Nutsch, R.G., T.L. Skogerboe, K.A. Rooney, D.J. Weigel, K. Gajewski, and K.F. Lechtenberg. January 2005. Comparative efficacy of tulathromycin, tilmicosin, and florfenicol in the treatment of bovine respiratory disease in stocker cattle. Veterinary Therapeutics. 6:167-179.

Richeson, J.T., E.B. Kegley, M.S. Gadberry, P.A. Beck, J.G. Powell, and C.A. Jones. July 2009. Effects of on-arrival versus delayed clostridial or modified live respiratory vaccinations on health, performance, bovine viral diarrhea virus type I titers, and stress and immune measures of newly received beef calves. Journal of Animal Science. 87:2409-2418.

Richeson, J.T., P.A. Beck, M.S. Gadberry, S.A. Gunter, T.W. Hess, D.S. Hubbell, III, and C. Jones. 2008. Effects of on-arrival versus delayed modified live virus vaccination on health, performance, and serum infectious bovine rhinotracheitis titers of newly received beef calves. Journal of Animal Science. 86:999-1005.

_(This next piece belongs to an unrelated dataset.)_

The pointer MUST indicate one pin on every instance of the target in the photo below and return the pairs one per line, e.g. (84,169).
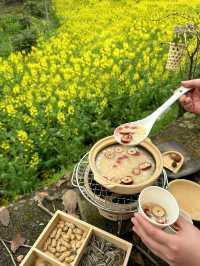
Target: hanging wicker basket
(176,52)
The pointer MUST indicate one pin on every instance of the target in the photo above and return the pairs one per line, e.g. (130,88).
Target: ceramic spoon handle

Rooney, K.A., R.G. Nutsch, T.L. Skogerboe, D.J. Weigel, K. Gajewski, and W.R. Kilgore. January 2005. Efficacy of tulathromycin compared with tilmicosin and florfenicol for the control of repiratory disease in cattle at high risk of developing bovine respiratory disease. Veterinary Therapeutics. 6:154-166.

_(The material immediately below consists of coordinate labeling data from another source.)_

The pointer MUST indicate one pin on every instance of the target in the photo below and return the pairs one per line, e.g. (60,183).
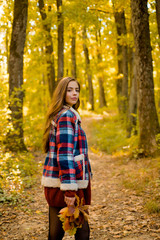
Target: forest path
(115,213)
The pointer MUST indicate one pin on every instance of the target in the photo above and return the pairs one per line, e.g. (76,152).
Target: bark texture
(16,94)
(60,39)
(48,48)
(148,120)
(122,54)
(132,106)
(88,70)
(73,52)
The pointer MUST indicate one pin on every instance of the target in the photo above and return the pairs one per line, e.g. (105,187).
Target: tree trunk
(16,94)
(49,48)
(73,52)
(102,99)
(60,39)
(7,47)
(122,55)
(158,17)
(148,120)
(88,70)
(158,25)
(132,106)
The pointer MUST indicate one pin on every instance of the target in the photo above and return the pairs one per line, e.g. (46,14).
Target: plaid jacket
(67,165)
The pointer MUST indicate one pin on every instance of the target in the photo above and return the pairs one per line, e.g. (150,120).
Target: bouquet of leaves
(73,220)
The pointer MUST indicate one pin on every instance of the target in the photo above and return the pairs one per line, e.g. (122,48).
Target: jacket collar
(74,111)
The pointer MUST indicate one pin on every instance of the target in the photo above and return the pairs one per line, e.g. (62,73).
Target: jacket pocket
(80,167)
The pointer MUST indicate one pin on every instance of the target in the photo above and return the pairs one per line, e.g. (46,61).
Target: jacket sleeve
(65,146)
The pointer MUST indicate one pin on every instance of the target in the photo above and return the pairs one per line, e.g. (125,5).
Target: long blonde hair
(57,103)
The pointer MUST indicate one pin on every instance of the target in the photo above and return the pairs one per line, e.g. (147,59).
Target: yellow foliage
(72,221)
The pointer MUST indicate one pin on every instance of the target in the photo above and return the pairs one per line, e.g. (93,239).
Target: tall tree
(88,69)
(102,99)
(132,102)
(16,94)
(48,47)
(122,55)
(148,120)
(158,16)
(60,39)
(73,52)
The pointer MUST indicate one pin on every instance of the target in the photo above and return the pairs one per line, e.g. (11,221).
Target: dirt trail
(116,213)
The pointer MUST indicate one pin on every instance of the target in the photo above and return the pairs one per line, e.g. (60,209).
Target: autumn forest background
(112,48)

Skogerboe, T.L., K.A. Rooney, R.G. Nutsch, D.J. Weigel, K. Gajewski, and W.R. Kilgore. January 2005. Comparative efficacy of tulathromycin versus florfenicol and tilmicosin against undifferentiated bovine respiratory disease in feedlot cattle. Veterinary Therapeutics. 6:180-196.

Snowder, G.D., LD. Van Vleck, L.V. Cundiff, and G.L. Bennett. 2006. Bovine respiratory disease in feedlot cattle: Environmental, genetic, and environmental factors. Journal of Animal Science. 84:1999-2008.

Wildman, B.K., T. Perrett, S.M. Abutarbush, P.T. Guichon, T.J. Pittman, C.W. Booker, O.C. Schunicht, R.K. Fenton, and G.K. Jim. 2008. A comparison of two vaccination programs in feedlot calves at ultra-high risk of developing undifferentiated fever/bovine respiratory disease. Canadian Veterinary Journal. 49:463-472.